Angela stared at Rucker. She had never seen a one-armed man before.
"I'll have to make out visitor's badges for y'all," Rucker said as he limped toward the rear entrance. "Can't go into th' building 'less you've got a badge. 'Cept fer the front lobby, o' course."
"There ought to be a consultant's badge for Mrs. Santorini," Dan said as they reached the door.
"I'll check in the security office," said Rucker.
Dan led the little procession down to the pit, the computer center, where Rucker left them and shambled up the corridor. He was back moments later with a red consultant's badge and green temporary badges for Angela and the baby. Susan peeled the back off Angie's badge and let her stick it onto her blouse. She put Philip's badge in her purse.
"I reckon that's all right," Rucker said, "seein' how he's too little to wear it regular-like." Satisfied that the company's security regulations had been followed, he left them in the Pit and headed back to his post at the front door.
"He looks familiar," Susan said. "Wasn't he one of the guards at Wright-Patterson?"

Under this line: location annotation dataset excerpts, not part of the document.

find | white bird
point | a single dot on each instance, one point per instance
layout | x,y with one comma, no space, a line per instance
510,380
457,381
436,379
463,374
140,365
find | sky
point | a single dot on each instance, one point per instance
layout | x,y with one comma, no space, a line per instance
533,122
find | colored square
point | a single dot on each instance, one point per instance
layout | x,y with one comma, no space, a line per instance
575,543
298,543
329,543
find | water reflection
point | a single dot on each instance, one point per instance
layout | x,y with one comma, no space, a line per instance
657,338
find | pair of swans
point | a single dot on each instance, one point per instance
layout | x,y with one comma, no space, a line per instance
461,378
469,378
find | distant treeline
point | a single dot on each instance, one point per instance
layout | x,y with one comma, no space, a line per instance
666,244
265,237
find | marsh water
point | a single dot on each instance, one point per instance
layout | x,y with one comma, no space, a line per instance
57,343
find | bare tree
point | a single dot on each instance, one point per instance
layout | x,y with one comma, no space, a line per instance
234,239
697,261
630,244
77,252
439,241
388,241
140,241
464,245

"Couldn't have been," Dan said.
"I'm sure I saw him there a couple of years ago."
"They wouldn't hire a cripple for guard duty," Dan said. "They use the Air Police."
"I saw him somewhere," Susan insisted. "I know I did."

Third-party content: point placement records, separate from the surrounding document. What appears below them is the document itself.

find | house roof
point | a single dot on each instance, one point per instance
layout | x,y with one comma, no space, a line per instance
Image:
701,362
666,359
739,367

Dan passed it off as he set Susan up at one of the desks in the computer center. It was a square room big enough for a dozen people to work in simultaneously. Along the back wall stood the big IBM and DEC mainframes, tall and blocky as refrigerators. The Cray supercomputer was against the side wall. No windows. The whole ceiling was covered with glareless light panels. The tile flooring was slightly spongy, easy on the feet.
Angela immediately went to the copying machine. "This is bigger than the one in your old lab, Daddy," she said.